注2 上清が残っていると凍結保存液が希釈されるため、凍結解凍後の細胞生存率低下の原因になることがあります。

注3 凍結する細胞数にかかわらず、凍結保存液は凍結チューブ1本あたり200μLで凍結可能です。

注4 細胞を凍結液に懸濁する際は、2-3回のピペッティングで充分です。それ以上の操作は生存率低下の原因になります。

解凍方法

解凍を行う前に
あらかじめ十分にあたためた培地で細胞を懸濁することで急速に解凍を行います。この操作に時間をかけると生存率低下の原因になります。1回の操作で凍結チューブ1本ずつ行うようにして下さい。ウオーターバスでの解凍は細胞生存率を極端に低下させる原因になりますので、行わないで下さい。

必要なもの

  • 凍結培地
  • 霊長類ES細胞用培地 あらかじめ必要量を37℃ウォーターバスで温めておきます。
  • 15mL遠心チューブ
  • フィーダー細胞 ディッシュサイズは、凍結時と同じものをご用意ください。
  • 液体窒素もしくはドライアイス
  • その他培養操作に必要なもの

 

操作方法

  1. あらかじめ、15mL遠心チューブに培地を10mL加え、37℃ウォーターバスで温めておきます。
  2. 温めた培地をクリーンベンチ内に準備します。
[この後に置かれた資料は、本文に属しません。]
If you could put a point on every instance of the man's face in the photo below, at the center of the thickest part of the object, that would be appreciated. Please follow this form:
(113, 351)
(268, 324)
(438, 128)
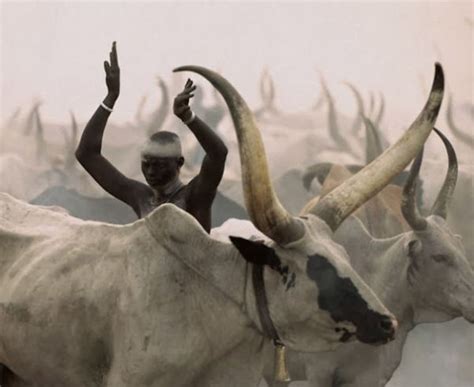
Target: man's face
(159, 171)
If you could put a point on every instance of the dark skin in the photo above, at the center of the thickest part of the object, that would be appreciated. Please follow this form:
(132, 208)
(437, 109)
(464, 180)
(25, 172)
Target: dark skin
(161, 173)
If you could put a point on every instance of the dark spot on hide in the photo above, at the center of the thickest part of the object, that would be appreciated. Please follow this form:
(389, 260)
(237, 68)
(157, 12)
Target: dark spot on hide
(100, 360)
(146, 342)
(342, 300)
(17, 312)
(256, 252)
(345, 336)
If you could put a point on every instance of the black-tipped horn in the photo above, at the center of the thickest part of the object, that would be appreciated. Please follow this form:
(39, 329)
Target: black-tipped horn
(408, 206)
(440, 207)
(355, 191)
(263, 206)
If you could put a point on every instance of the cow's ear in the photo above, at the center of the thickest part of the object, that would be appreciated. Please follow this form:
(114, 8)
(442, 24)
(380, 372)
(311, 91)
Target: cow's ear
(255, 252)
(413, 248)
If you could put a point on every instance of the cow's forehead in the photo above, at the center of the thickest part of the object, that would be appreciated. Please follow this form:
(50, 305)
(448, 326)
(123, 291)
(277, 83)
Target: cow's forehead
(439, 236)
(318, 240)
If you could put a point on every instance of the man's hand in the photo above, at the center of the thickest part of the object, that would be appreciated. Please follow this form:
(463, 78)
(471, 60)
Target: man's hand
(181, 103)
(112, 74)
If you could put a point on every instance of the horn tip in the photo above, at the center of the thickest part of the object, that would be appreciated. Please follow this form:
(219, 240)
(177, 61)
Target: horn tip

凍結細胞を液体窒素もしくはフリーザーから出したら、液体窒素もしくはドライアイスで保存しながらクリーンベンチまで運びます。
  3. 直ちに、37℃に温めた培地を800μL加え、ピペッティングを行い急速解凍します。 (この操作が解凍を成功させるのに非常に重要です。)
  4. 細胞懸濁液を遠心チューブに移します。
  5. 約170×g (1,000rpm)、4℃で3分間遠心します。
  6. 上清を除き、新しい培地4mLに懸濁します。
  7. フィーダー細胞ディッシュに細胞懸濁液を移し、37℃のCO2インキュベーターで培養します。翌日から毎日培地交換します。通常3〜4日後には、継代可能な状態になります。